Hij haalt zijn telefoontoestel uit zijn jas en vindt snel de foto die hij bedoelt. “Hier, moet je kijken”, zegt hij. Het lijkt inderdaad op een afbeelding uit een sciencefictionfilm waarbij een robot op de operatietafel ligt. Je ziet door de draadjes en buisjes amper zijn gezicht.
“Maar het is op niets uitgedraaid. Geen sporen van apneu. Dus ik ben dan maar terug naar de huisdokter gegaan. Dat was begin deze week. Hij had al snel een diagnose klaar. ‘Het is duidelijk een geval van snoesteren’, zei hij dus.
Ik keek net zoals jij daarnet. ‘Een geval van wat?’, zei ik. ‘Een geval van snoesteren’, herhaalde hij. ‘Dat is een combinatie van snurken, hoesten en snotteren. Snoesteren dus. Wegens die zware bronchitis die je hebt. Daar moet je eerst van af. Dan zal het snurken ook wel minderen.’
“Het is dus geen echt woord?”, vraag ik. “Tja, dat weet ik niet. In de dokterswereld misschien wel. Ofwel zegt hij het zo. Het is nogal een flapuit, die dokter van mij. Ik heb het niet gevraagd. Maar ik heb het thuis wel zo tegen mijn vrouw verteld.

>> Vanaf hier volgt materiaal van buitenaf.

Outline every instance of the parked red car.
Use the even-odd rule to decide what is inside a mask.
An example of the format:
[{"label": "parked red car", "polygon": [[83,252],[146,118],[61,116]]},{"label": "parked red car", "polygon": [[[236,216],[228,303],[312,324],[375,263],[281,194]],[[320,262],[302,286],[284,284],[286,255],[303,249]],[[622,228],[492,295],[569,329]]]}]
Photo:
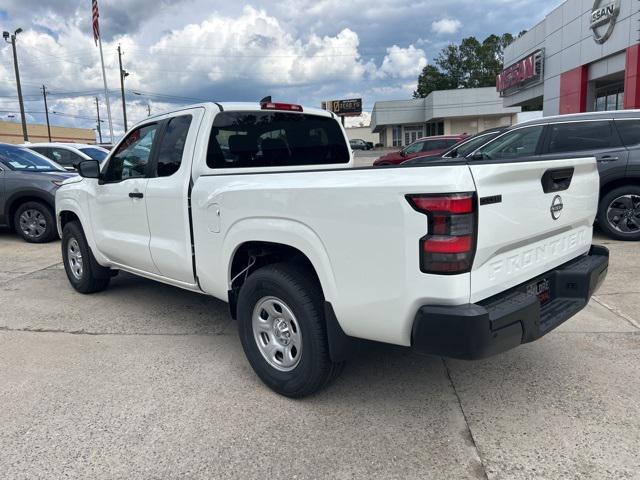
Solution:
[{"label": "parked red car", "polygon": [[398,165],[414,157],[438,155],[467,137],[468,135],[441,135],[438,137],[420,138],[399,152],[391,152],[383,155],[373,162],[373,165],[376,167],[381,165]]}]

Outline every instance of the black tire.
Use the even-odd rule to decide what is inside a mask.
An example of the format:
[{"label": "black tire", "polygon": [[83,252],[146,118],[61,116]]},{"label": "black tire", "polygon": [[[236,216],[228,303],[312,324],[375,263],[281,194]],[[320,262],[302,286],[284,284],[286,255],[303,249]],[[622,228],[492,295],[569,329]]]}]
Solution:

Ik kwam binnen en ze vroeg meteen hoe het bij de dokter was. ‘Tja’, zei ik. ‘Ik heb de ziekte van snoesteren.’ ‘Welke ziekte?’ zei ze. ‘De ziekte van wie? Snoesteren?’
“Ik schrok er zelf van toen ze het herhaalde. Door ‘de ziekte van snoesteren’ te zeggen in plaats van ‘een geval val snoesteren’ klinkt het behoorlijk serieus.
Mijn vrouw was meteen bezorgd. Ze heeft het ook niet opgezocht op het internet. En het goede nieuws? Sindsdien slaap ik terug in ons bed. Ze verwent me, niet normaal. Gisteren heeft ze een stuk chateaubriand van 500 gram gebakken. Met champignons, frietjes en een flesje rode wijn. Geweldig lekker.”
“Dat is zeker niet bevorderlijk voor al dat snoesteren”, zeg ik.
Mark moet lachen en laat nog een luide hoest horen.